Ömer Seyfettin Şiir hikaye ve makaleler yazmış tercümeler yapmıştır. Şiirleri gençlik ve çocukluk hevesi mahiyetinde yazılmış şiirlerdir. Makaleler ise, Ziya Gökalp’ın fikir devresi içinde yazılmıştır. Çünkü; o dönemde eser verenler Türkçülük Hareketinde¬ Ziya Gökalp’ın şemsiyesi a1tındadırlar. Ömer Seyfettin yazılarında Ziya Gökalp’ın ulaştığı seviyeye ulaşmak istemiş, ancak onun kadar başarılı olmamıştır.
Ömer Seyfettin’e kadar olan hikayeciliğimizde Eski edebiyatımızda- Batılı manada hikaye yok.
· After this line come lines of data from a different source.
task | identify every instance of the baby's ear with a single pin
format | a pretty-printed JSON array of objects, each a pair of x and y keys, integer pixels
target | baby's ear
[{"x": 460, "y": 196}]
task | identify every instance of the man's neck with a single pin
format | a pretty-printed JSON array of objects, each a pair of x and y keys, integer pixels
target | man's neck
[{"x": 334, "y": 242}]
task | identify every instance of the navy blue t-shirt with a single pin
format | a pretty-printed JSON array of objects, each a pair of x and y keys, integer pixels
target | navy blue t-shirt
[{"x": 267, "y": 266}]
Ama bunların yokluğunu giderecek hikaye ihtiyacını gideren türler vardır. Batılı manada hikayeciliğimiz ise Batıya yönelişimizle başlar. Tanzimat döneminde Sami Paşazade Sezai’nin "Küçük Şeyler" adlı hikayeleri vardır. Tanzimat yıllarında daha çok roman ağırlıklıdır. Servet-i Fünun’da ise Batılı anlamdaki roman ve hikayeciliğimizin ilk ustası Halit Ziya’dır.
Batılılaşan Türk edebiyatında sanatçıların iki türlü şahsiyeti vardır: Siyasi şahsiyet, edebi şahsiyet. Mesela Namık Kemal, Ziya, Paşa, Halit Ziya vs. bu edebiyatçıların edebi şahsiyetleri de çok yönlüdür. Ömer Seyfettin ise, sadece hikayecidir. Bütün gayretini hikayeye sarf etmiş, siyasetin içine bulaşmamıştır. Türk edebiyatında kendisini tek bir edebi türe yani sadece hikayeciliğe veren ilk Türk sanatçısıdır.
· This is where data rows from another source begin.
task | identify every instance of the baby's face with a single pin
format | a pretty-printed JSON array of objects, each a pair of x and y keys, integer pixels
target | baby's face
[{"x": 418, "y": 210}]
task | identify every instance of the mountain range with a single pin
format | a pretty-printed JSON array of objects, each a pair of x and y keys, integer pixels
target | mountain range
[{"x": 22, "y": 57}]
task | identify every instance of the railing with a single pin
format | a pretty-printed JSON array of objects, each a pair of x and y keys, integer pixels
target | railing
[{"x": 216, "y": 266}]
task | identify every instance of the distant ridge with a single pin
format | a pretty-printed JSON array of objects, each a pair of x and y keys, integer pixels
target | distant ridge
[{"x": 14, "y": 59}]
Hikayelerini Maupassant tarzında yazmıştır. Bu tarz; kuvvetli bir olay üzerine küçük bir roman gibi kurulmuş hikaye türüdür. Mesela; Yalnız Efe, Bomba, Diyet, Forsa gibi hikayeler bu türe örnek eserlerdir. Ömer Seyfettin basit olaylar üzerine de kuvvetli hikayeler yazmıştır. Mesela Ant, Falaka, Kaşağı gibi… Onun hikayeleri tezlidir; vermek istediği bir mesajı ve bir iddiası vardır. Esas itibariyle hikayelerindeki tez Türk toplumunu yüceltmektir.
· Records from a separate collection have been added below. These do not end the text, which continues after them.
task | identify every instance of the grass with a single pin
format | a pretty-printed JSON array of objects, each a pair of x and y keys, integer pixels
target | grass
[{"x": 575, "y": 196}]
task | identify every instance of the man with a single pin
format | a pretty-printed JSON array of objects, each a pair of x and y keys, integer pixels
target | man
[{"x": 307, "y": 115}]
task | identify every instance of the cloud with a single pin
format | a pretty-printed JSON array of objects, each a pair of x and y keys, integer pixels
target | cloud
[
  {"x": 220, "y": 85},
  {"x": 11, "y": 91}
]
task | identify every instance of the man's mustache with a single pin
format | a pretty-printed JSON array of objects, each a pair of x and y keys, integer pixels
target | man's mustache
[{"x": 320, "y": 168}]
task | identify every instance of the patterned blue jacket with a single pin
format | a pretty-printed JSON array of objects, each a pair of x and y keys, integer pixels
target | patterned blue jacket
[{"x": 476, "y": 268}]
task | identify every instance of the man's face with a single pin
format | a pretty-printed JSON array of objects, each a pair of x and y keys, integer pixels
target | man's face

Ömer Seyfettin’in hikayeleri konu bakımından çeşitlilik gösterir. Şöylece tasnif edilebilir:
I) Çocukluğundan aldığı hikayeler: And, Kaşağı, Falaka, İlk Namaz.
2) Askeri müşahedelerine dayanarak yazdığı hikayeler: Bomba, Nakarat, Aleko, Beyaz Lale. "Beyaz Lale" de Bulgarların, Türklere yaptığı zulmü ve işkenceyi- biraz fazla bir realizm anlayışı içinde anlatmıştır.
3) Türk Savaş Tarihinden çıkardığı hikayeler: Bu hikayelerinde oldukça başarılıdır. Sebebi Ömer Seyfettin subaydır. Türk Savaş Tarihini, terimini, kahramanlıklarını iyi bilmektedir. Bu yüzden başarılıdır, bunlar en çok zevkle okunan hikayelerdir: Forsa, Kütük, Başını Vermeyen Şehit gibi.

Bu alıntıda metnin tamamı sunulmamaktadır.